The problem lies somewhat in MariaDb failing to use the primary key index instead of the unique one in catalog_product_entity_int table, but I think the main issue is in the non optimal SQL query executed.

\Smile\ElasticsuiteCatalog\Model\ResourceModel\Eav\Indexer\Fulltext\Datasource\AbstractAttributeData::getAttributesRawData finds attributes using the entity_id’s, and for some reason selects them from the main table first only to join the entity tables by the entity_id value.
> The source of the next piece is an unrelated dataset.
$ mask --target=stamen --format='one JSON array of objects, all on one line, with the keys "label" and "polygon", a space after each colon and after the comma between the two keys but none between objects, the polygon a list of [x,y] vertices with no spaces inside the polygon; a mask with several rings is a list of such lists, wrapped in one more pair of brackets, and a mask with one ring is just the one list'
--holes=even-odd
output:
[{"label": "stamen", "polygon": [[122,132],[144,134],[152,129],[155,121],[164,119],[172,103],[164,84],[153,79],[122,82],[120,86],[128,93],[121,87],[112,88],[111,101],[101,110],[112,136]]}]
I’ve fixed our problem by ditching the Inner join done here and selecting all Id’s straight from the t_default (catalog_product_entity_int) table.

So instead of doing …

        $select->from(['entity' => $this->getEntityMetaData($this->getEntityTypeId())->getEntityTable()], [$entityIdField])
            ->joinInner(
                ['t_default' => $tableName],
                new \Zend_Db_Expr("entity.{$linkField} = t_default.{$linkField}"),
                ['attribute_id']
            )
            ->joinLeft(['t_store' => $tableName], $joinStoreValuesCondition, [])
            ->where('t_default.store_id=?', 0)
            ->where('t_default.attribute_id IN (?)', $attributeIds)
            ->where("entity.{$entityIdField} IN (?)", $entityIds)
            ->columns(['value' => new \Zend_Db_Expr('COALESCE(t_store.value, t_default.value)')]);

… the query works perfectly well written as:

        $select->from(['t_default' => $tableName], [$entityIdField])
            ->joinLeft(['t_store' => $tableName], $joinStoreValuesCondition, [])
            ->where('t_default.store_id=?', 0)
            ->where('t_default.attribute_id IN (?)', $attributeIds)
            ->where("t_default.{$entityIdField} IN (?)", $entityIds)
            ->columns(['t_default.attribute_id', 'value' => new \Zend_Db_Expr('COALESCE(t_store.value, t_default.value)')]);

I would suggest fixing this query 😃

About this issue

  • Original URL
  • State: closed
  • Created 5 years ago
  • Comments: 19

Commits related to this issue

Most upvoted comments

Ok so this could probably be integrated into the core if this does help that much with performances.

I’ll prioritize this.

Regards

I recently upraded MariaDB to 10.4 (as it is supported by Magento 2.4.1) and found I had to disable an optimizer_switch or indexation would be very slow when part of the result set was empty. This impacts more than just Elasticsuite (Magento itself also suffers), just figured I’d share what I found.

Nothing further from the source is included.